The Souvenir (2019) The ostensible outline of this quietly understated film follows a shy but ambitious film student who falls into an emotionally fraught relationship with a charismatic but untrustworthy older man. But that doesn't quite cover the plot at all, for not only is The Souvenir a film about a young artist who is inspired, derailed and ultimately strengthened by a toxic relationship, it is also partly a coming-of-age drama, a subtle portrait of class and, finally, a film about the making of a film. Still, one of the geniuses of this truly heartbreaking movie is that none of these many elements crowds out the other. It never, ever feels rushed. Indeed, there are many scenes where the camera simply 'sits there' and quietly observes what is going on. Other films might smother themselves through references to 18th-century oil paintings, but The Souvenir somehow evades this too. And there's a certain ring of credibility to the story as well, no doubt in part due to the fact it is based on director Joanna Hogg's own experiences at film school. A beautifully observed and multi-layered film; I'll be happy if the sequel is one-half as good.

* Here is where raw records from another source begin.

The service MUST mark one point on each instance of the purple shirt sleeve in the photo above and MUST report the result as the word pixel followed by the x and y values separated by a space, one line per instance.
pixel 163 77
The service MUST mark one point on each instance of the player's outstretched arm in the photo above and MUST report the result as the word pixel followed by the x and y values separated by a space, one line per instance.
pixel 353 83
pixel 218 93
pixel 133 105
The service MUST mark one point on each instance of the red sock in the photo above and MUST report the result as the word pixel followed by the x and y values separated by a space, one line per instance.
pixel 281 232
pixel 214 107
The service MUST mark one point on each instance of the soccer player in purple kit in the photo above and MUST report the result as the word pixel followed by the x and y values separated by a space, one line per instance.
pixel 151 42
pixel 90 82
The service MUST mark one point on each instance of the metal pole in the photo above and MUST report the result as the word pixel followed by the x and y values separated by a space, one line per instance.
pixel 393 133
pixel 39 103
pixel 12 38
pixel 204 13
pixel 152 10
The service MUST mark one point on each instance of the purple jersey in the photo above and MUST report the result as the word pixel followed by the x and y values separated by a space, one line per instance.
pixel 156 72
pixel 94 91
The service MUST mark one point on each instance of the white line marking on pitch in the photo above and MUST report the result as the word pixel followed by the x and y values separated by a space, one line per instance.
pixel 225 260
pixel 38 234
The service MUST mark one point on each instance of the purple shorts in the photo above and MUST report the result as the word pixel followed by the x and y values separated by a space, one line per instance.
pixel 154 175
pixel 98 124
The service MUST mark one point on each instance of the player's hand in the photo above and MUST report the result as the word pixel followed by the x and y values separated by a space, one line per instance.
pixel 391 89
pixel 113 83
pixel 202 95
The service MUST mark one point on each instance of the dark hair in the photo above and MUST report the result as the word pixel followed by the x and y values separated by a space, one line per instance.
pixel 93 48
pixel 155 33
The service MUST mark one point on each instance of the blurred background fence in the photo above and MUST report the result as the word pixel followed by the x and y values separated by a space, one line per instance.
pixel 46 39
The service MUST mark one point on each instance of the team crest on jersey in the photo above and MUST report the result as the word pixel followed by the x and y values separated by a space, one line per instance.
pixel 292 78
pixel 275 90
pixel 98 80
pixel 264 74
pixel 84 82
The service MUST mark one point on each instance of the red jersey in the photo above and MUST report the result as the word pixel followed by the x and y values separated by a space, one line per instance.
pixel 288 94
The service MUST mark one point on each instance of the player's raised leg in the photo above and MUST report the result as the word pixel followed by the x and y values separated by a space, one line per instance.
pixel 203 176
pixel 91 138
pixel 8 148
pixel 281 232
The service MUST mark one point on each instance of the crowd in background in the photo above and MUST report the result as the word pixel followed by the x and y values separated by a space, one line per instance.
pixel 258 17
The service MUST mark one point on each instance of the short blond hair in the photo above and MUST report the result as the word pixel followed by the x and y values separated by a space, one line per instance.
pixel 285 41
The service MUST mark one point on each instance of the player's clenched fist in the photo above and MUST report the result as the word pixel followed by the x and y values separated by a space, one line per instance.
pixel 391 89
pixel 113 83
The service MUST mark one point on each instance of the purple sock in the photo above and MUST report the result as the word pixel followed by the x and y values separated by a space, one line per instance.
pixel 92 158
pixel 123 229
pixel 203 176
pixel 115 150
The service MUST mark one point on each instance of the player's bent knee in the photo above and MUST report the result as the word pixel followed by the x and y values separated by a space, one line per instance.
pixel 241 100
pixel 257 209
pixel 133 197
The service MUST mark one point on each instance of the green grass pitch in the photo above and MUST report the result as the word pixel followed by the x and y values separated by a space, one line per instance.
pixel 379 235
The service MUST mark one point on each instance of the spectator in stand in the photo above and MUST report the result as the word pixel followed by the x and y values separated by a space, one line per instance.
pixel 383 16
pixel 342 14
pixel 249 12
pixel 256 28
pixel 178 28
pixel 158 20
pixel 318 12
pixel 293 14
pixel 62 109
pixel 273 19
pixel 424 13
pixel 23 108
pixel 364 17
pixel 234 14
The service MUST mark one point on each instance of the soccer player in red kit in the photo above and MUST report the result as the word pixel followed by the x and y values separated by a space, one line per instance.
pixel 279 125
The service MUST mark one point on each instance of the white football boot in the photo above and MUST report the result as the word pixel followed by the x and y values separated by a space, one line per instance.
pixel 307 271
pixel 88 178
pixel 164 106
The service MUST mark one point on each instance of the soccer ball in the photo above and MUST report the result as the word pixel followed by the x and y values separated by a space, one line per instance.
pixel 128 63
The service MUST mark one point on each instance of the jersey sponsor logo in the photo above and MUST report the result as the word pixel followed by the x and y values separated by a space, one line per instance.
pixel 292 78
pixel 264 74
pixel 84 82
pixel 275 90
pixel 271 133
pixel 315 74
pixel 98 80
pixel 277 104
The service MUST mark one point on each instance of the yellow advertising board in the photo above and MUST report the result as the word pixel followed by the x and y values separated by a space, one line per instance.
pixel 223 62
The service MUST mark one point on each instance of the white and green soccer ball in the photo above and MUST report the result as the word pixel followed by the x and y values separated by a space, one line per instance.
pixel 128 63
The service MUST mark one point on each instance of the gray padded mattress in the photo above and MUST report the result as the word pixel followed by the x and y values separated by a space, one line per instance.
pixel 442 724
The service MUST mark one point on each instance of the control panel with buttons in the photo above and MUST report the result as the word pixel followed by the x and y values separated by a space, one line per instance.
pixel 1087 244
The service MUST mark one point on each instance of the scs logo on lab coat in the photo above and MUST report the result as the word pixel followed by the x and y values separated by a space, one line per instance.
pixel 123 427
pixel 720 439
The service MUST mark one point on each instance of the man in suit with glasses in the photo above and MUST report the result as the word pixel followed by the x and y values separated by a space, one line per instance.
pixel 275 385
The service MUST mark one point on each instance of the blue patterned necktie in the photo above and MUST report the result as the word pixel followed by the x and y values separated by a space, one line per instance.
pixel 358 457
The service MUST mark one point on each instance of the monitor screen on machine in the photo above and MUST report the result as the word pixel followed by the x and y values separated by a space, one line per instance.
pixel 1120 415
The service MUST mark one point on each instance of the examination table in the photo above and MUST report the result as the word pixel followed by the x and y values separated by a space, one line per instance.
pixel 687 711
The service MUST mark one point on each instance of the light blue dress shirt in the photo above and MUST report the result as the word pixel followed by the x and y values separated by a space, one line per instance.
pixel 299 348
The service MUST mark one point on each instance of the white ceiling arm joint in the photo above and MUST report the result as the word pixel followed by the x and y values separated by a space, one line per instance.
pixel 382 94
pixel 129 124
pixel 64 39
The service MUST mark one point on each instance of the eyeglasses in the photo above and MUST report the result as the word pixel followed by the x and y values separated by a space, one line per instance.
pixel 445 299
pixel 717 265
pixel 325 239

The Wrestler (2008) Randy 'The Ram' Robinson is long past his prime, but he is still rarin' to go in the local pro-wrestling circuit. Yet after a brutal beating that seriously threatens his health, Randy hangs up his tights and pursues a serious relationship... and even tries to reconnect with his estranged daughter. But Randy can't resist the lure of the ring, and readies himself for a comeback. The stage is thus set for Darren Aronofsky's The Wrestler, which is essentially about what drives Randy back to the ring. To be sure, Randy derives much of his money from wrestling as well as his 'fitness', self-image, self-esteem and self-worth. Oh, it's no use insisting that wrestling is fake, for the sport is, needless to say, Randy's identity; it's not for nothing that this film is called The Wrestler. In a number of ways, The Sound of Metal (2019) is both a reaction to (and a quiet remake of) The Wrestler, if only because both movies utilise 'cool' professions to explore such questions of identity. But perhaps simply when The Wrestler was produced makes it the superior film. Indeed, the role of time feels very important for the Wrestler. In the first instance, time is clearly taking its toll on Randy's body, but I felt it more strongly in the sense this was very much a pre-2008 film, released on the cliff-edge of the global financial crisis, and the concomitant precarity of the 2010s. Indeed, it is curious to consider that you couldn't make The Wrestler today, although not because the relationship to work has changed in any fundamentalway. (Indeed, isn't it somewhat depressing the realise that, since the start of the pandemic and the 'work from home' trend to one side, we now require even more people to wreck their bodies and mental health to cover their bills?) No, what I mean to say here is that, post-2016, you cannot portray wrestling on-screen without, how can I put it, unwelcome connotations. All of which then reminds me of Minari's notorious red hat... But I digress. The Wrestler is a grittily stark darkly humorous look into the life of a desperate man and a sorrowful world, all through one tragic profession.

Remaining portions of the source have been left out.